构造一个跨多个周期(cohort)的订阅用户样本,每个用户带几个可观测特征和一个转化标签:

library(tidyverse)
library(glmnet)
set.seed(42)

simulate_users <- function(cohort_id, n = 1000) {
  city_tier   <- sample(1:5, n, replace = TRUE,
                        prob = c(0.15, 0.25, 0.25, 0.20, 0.15))
  age_group   <- sample(1:6, n, replace = TRUE)
  channel     <- sample(c("paid", "organic", "referral", "live"),
                        n, replace = TRUE)
  active_days <- pmax(0, round(rnorm(n, mean = 15 + 0.3 * cohort_id, sd = 5)))
  task_rate   <- pmin(1, pmax(0, rnorm(n, mean = 0.55, sd = 0.2)))

  # 潜在转化概率:隐藏的真实因果结构
  logit_p <- -2 +
    0.30 * (city_tier <= 2) +
    0.20 * (channel == "referral") -
    0.15 * (channel == "paid") +
    0.04 * active_days +
    1.20 * task_rate
  p <- 1 / (1 + exp(-logit_p))

  tibble(
    cohort_id, city_tier, age_group, channel,
    active_days, task_rate,
    converted = rbinom(n, 1, p)
  )
}

df <- map_dfr(1:12, simulate_users)

整个数据集包含 12 个周期、每期 1000 个用户。先看一下各期的转化率走势:

trend_df <- df |>
  group_by(cohort_id) |>
  summarise(rate = mean(converted), .groups = "drop")
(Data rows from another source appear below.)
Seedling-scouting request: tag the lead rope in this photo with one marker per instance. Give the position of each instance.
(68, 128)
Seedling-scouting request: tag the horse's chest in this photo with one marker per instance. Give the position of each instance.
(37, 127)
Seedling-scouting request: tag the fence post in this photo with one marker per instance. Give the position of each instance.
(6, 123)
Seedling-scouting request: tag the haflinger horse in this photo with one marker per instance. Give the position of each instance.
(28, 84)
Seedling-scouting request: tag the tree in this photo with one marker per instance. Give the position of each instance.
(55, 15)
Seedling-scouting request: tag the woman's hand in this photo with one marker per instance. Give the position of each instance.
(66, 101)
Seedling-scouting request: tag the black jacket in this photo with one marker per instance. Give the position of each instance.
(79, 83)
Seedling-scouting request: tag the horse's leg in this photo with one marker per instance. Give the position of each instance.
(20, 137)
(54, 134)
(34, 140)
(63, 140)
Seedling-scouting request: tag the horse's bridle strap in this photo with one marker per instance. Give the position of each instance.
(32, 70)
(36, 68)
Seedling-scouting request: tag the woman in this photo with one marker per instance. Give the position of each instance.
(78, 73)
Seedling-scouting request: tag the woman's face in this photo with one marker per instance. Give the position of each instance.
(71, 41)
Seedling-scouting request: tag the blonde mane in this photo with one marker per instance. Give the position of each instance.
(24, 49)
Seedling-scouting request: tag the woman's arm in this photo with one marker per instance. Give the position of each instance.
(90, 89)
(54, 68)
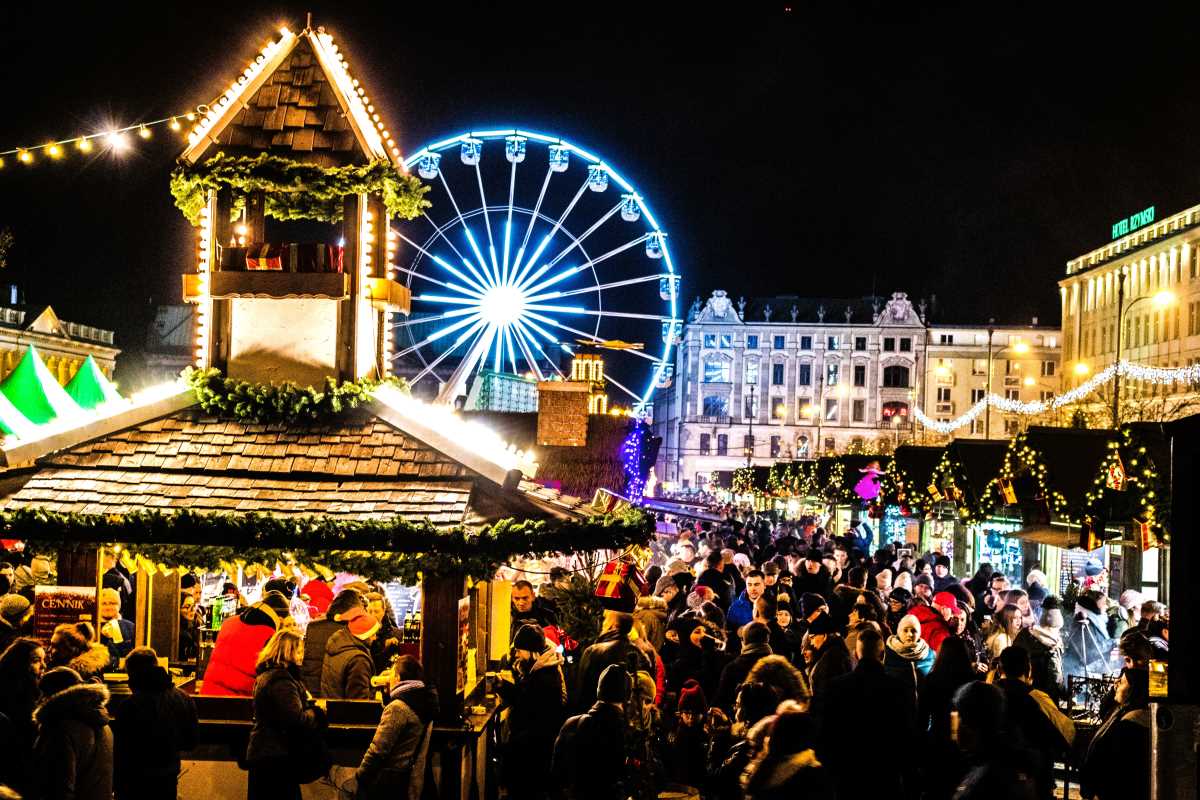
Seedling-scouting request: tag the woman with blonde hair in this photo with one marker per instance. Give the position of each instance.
(286, 744)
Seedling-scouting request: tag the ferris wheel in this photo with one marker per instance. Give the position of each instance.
(532, 250)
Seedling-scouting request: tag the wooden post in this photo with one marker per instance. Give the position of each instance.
(439, 641)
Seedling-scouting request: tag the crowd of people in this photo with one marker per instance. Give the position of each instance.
(778, 661)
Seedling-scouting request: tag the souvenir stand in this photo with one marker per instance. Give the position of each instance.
(289, 450)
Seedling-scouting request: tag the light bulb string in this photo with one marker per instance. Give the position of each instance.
(1125, 368)
(199, 110)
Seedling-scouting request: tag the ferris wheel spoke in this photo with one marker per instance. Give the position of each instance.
(579, 240)
(471, 238)
(598, 287)
(533, 218)
(558, 223)
(487, 224)
(437, 335)
(568, 272)
(479, 287)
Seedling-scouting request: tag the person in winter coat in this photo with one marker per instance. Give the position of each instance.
(317, 635)
(754, 647)
(789, 769)
(75, 645)
(832, 657)
(867, 693)
(907, 657)
(16, 612)
(233, 663)
(153, 726)
(612, 647)
(537, 708)
(73, 749)
(394, 765)
(1117, 761)
(283, 713)
(347, 671)
(589, 751)
(21, 667)
(1045, 647)
(1089, 648)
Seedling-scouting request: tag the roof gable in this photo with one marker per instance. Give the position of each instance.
(298, 97)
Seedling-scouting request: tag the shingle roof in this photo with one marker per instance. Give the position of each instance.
(119, 491)
(357, 445)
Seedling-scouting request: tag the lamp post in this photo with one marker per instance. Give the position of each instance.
(1162, 300)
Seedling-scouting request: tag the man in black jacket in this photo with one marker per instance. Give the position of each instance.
(589, 752)
(612, 647)
(844, 713)
(317, 636)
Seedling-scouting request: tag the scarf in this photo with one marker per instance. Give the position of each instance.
(915, 651)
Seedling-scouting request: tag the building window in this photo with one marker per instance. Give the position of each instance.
(717, 371)
(750, 407)
(717, 405)
(895, 377)
(750, 371)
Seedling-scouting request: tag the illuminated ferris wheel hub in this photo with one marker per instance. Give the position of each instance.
(513, 269)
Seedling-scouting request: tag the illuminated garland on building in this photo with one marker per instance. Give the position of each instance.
(1158, 376)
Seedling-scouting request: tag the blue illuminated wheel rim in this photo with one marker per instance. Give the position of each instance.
(513, 269)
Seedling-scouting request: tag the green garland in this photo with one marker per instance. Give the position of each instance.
(394, 549)
(286, 403)
(297, 190)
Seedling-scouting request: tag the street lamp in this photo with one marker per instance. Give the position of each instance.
(1162, 300)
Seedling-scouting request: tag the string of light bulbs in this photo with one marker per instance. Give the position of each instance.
(1159, 376)
(115, 139)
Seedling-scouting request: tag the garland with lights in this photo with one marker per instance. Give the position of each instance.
(1159, 376)
(286, 403)
(394, 549)
(297, 190)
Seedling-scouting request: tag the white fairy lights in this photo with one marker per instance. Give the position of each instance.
(1158, 376)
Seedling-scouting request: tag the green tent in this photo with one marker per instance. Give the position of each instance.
(90, 389)
(34, 391)
(12, 421)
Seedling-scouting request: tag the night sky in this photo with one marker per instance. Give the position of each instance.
(834, 152)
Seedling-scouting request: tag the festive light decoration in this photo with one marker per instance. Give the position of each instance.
(1158, 376)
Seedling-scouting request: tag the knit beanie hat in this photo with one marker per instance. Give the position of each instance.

grand_mean <- mean(trend_df$rate)

ggplot(trend_df, aes(cohort_id, rate)) +
  geom_hline(yintercept = grand_mean,
             color = palette_blog["ash"], linetype = 2, linewidth = 0.4) +
  annotate("text", x = 12.3, y = grand_mean,
           label = sprintf("avg %.1f%%", grand_mean * 100),
           hjust = 0, vjust = 0.5,
           color = palette_blog["ash"], size = 3.2) +
  geom_area(alpha = 0.10, fill = palette_blog["blue"]) +
  geom_line(color = palette_blog["blue"], linewidth = 1) +
  geom_point(color = palette_blog["blue"], size = 2.4) +
  geom_text(aes(label = sprintf("%.1f%%", rate * 100)),
            vjust = -1.1, size = 2.9,
            color = palette_blog["ink"]) +
  scale_x_continuous(breaks = 1:12,
                     expand = expansion(mult = c(0.02, 0.08))) +
  scale_y_continuous(labels = scales::percent_format(accuracy = 1),
                     expand = expansion(mult = c(0.05, 0.18))) +
  labs(
    x = "Cohort",
    y = NULL,
    title    = "Overall conversion rate by cohort",
    subtitle = "Aggregated rate over 12 simulated cohorts"
  ) +
  theme_blog()

整体随活跃度(active_days 的均值跟 cohort_id 正相关)小幅上行,但单一时序看不出结构性差异。

三类预测思路

记 $R_t$ 为时刻 $t$ 的当期转化率。三种思路:

方法 公式 特点
全局预测 $R_t = c + \sum_{i=1}^{p} \phi_i R_{t-i} + \epsilon_t$ 单变量时序,捕捉整体周期
分群预测 $R_t = \sum_{g=1}^{k} p_g R_{t_g}$ 多变量,可解释、可归因
个体预测 $R_t = \frac{1}{N}\sum_{i} R_{t_i},\ R_{t_i}=P(y=1 \mid X)$ 多变量,逐人打分

其中 $p_g$ 是群体 $g$ 的占比,$R_{tg}$ 是群体 $g$ 的转化率,$R_{ti}$ 是用户 $i$ 的转化率。

直觉上三者各有侧重:

  • 时序模型擅长"季节性";
  • 个体模型擅长"打分排序";
  • 分群模型擅长"解释结构"。

哪个更适合聚合指标的预测,要看数据。下面用滚动窗口(前 3 期训练、第 t 期预测)跑一遍。

全局预测(滚动均值)

hist_rate <- df |>
  group_by(cohort_id) |>
  summarise(rate = mean(converted), .groups = "drop")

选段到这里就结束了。